"Like Elsa," I finish for him with the nod of my head. "He's right, Punzie," I say as I lock eyes with my cousin, "Don't shut yourself out to so many possibilities that could better your future," I briefly pause before continuing, "...or possible relationships." I was referring to Elsa's refusal to Hans and I and my cousin knew it.

"Well," says my uncle, disturbed. "I don't know about relationships, but I agree with the first part."

Aunt Arianna shakes her head and says, "You can't stop love from happening, Freddie. It happens when it happens." She then smiles at me and her daughter. "And when it does, cherish every moment of it."

"What if..." I start, but stop since I was a bit wary of asking my question with my cousin present. I went ahead and continued, curious as to what my aunt had to say. "What if it's something that someone close to you doesn't agree with because they feel it was way too rushed or...something?"

"Well," Aunt Arianna starts, "if the relationship being too rushed is the only problem for the other person, I would say that it isn't really the other person's business."

"They're not part of the relationship after all," my uncle adds.

I nod in agreement. "Yeah, that's absolutely right." I look over at my cousin to see her reaction, but her face was blank, and her lips were pressed tightly together, as though she's forcing herself not to say anything. Before I could frown, exposing my disappointment for all to see, I brought my teacup up to my lips and took a sip.

As I did this, my uncle said: "If it's something that you feel is worth fighting for deep within your very core then fight for it and never stop fighting to make it work. Never let it go. But also know this," he pauses for dramatic effect as he stares Rapunzel and I down with his intense blue eyes, "if you feel letting go is for the best then don't be afraid to let it go. It will all work out in the end."

Whoa. That was deeply poetic. I'm so keeping that in my memory vault. It might come in handy one day. I wish Elsa could have heard it. I feel like this is something she needs to hear. Perhaps I could be the one to tell her. I want to make things right. I...I could let last night's events go. I'd do it for her. For us. Because our relationship is worth fighting for. But...does she feel that that way?

"Speaking of ends," Rapunzel suddenly speaks up, "I'm afraid this is the end of the conversation with Anna and I. I need her help picking out an outfit for school on Monday."

"But it's only Saturday," says Aunt Ari, confused but also amused.

"I can't procrastinate on picking out my outfits mom," my cousin says, jokingly, as she gets up from her seat and takes a hold a my hand to pull me up out of mine. I nearly spilt my tea at the sudden jerk of her pulling me up. She's actually rather strong; I think it's because of all the hair she brushes.

"See you later!" Says Rapunzel, and next thing I know I'm being dragged out of the room. Geez, now I know how she must feel when I drag her around.
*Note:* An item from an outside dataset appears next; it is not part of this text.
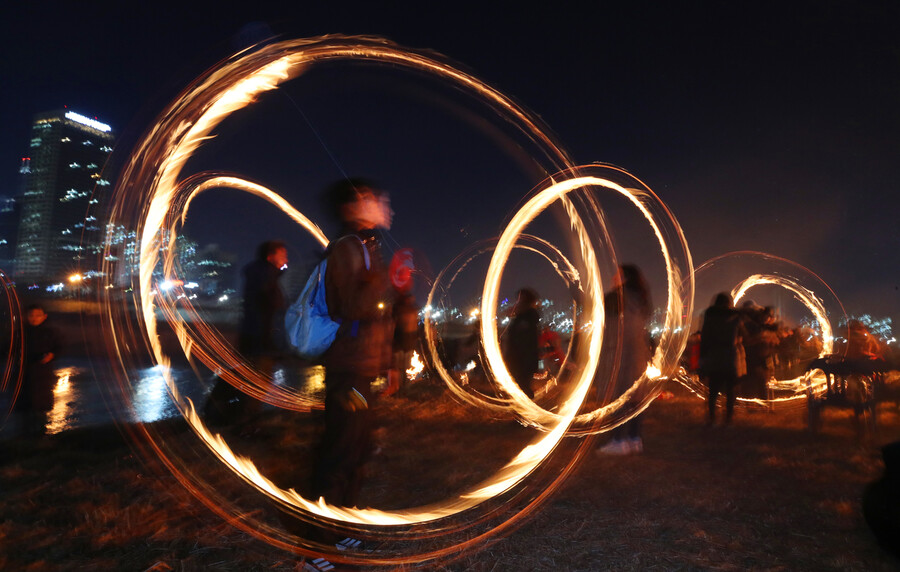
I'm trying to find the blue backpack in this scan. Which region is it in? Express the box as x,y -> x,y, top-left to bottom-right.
284,237 -> 369,359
"You must really want to look good on Monday," I joke once we make it to the staircase that leads to our rooms.

Rapunzel gives a brief laugh before she lets me go and slows down her pace. "I actually lied about that." She admits. "I actually wanted to talk about...well your sister and Hans. And since it appeared that my parents didn't seem to know about what happened, I figured we should talk in private."

"Rapunzel--" I start, but she cuts me off and I'm glad she did. I honestly don't know what I was going to even say.

"Don't worry, I'm not going to meddle in your love life," my cousin assures me as we slowly walked up the stairs, "but I am going to meddle in yours and Elsa's relationship. I tried talking to her last night after she stormed out of Eret's house, but she didn't want to talk about it. I didn't want to push her any further, so...yeah."